BIOM-15. GLIOBLASTOMA CELLS SHOW ELEVATED CHITINASE 3-LIKE PROTEIN 1 GENE EXPRESSION IN RESPONSE TO HUMAN CEREBROSPINAL FLUID WITH INCREASED MIGRATION AND EPITHELIAL-MESENCHYMAL TRANSITION RELATED ACTIVITY

Abstract

Abstract Glioblastoma (GBM) is the most common and malignant primary brain tumor in adults. GBM tumors proximal to the lateral ventricles have a worse prognosis with multifocality, recurrence, and lower overall survival. Studies suggest this increased aggressiveness is attributed to cerebrospinal fluid (CSF), as we have previously observed transcriptomic changes in GBM cells upon CSF exposure. GlioVis database reveals chitinase 3-like protein 1 (CHI3L1), a glycoprotein secreted by immune and cancer cells, is associated with poor prognosis and co-expressed with pro-inflammatory and tissue remodeling genes. We suggest exposure to CSF elevates CHI3L1 expression, consequently impacting malignancy-associated gene expression in patient-derived GBM lines. We first evaluated if patient CSF influences the expression of CHI3L1. GBM cells were treated with artificial CSF, non-cancer CSF, or cancer CSF for 72 hours. qPCR revealed significant increases in CHI3L1 (p< 0.0001), SPP1, and CD44 expression in cancer CSF groups compared to artificial CSF. CHI3L1 expression at the protein level is also increased by cancer CSF when profiled using Western Blot.
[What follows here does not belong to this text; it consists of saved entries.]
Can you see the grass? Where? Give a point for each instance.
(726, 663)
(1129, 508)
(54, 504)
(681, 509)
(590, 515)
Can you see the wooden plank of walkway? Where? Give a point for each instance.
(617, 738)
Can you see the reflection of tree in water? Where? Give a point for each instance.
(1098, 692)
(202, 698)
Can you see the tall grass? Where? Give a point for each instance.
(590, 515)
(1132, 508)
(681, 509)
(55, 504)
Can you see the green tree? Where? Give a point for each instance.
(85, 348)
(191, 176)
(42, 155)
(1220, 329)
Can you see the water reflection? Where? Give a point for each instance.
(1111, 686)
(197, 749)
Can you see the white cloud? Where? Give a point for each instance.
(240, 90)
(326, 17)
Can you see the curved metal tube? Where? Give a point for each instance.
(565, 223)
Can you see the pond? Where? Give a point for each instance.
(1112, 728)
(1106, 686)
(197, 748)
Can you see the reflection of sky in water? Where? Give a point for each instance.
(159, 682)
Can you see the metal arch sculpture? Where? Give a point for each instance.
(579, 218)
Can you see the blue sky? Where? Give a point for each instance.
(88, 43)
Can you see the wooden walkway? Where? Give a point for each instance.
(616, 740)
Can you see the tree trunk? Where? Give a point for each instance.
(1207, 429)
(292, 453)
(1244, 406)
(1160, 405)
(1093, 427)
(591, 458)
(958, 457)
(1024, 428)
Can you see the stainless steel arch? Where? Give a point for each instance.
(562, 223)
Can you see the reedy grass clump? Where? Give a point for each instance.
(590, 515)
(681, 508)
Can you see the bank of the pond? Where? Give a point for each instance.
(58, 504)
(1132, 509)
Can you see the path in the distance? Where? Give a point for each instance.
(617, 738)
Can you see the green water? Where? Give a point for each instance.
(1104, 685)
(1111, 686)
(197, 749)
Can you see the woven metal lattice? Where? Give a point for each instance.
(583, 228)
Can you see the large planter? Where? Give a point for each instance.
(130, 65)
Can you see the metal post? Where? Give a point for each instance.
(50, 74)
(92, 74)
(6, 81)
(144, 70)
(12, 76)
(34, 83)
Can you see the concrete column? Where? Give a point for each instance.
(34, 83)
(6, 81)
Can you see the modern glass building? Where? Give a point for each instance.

Additionally, ELISA results indicated significantly higher levels of CHI3L1 in CSF samples obtained from patients with high-grade tumors compared to non-cancer samples. Next, we assessed if exogenous CHI3L1 stimulates GBM malignancy at the cellular level. An effective concentration of recombinant human CHI3L1 was determined through Alamar Blue assay, showing 500 ng/ml CHI3L1 increases viability in primary patient cell lines compared to non-treated media. Recombinant CHI3L1 also increases cell migration in Transwell assay. qPCR revealed Vimentin (p< 0.001) and Twist (p< 0.0001) expression significantly increases while E-cadherin (p< 0.001) significantly decreases in CHI3L1-treated groups, consistent with EMT and migratory activity. Ultimately, this study shows CHI3L1 is a CSF-induced factor in GBM and could be a therapeutic target as it enhances tumor malignancy by increasing proliferation, migration, and malignancy-promoting gene expression.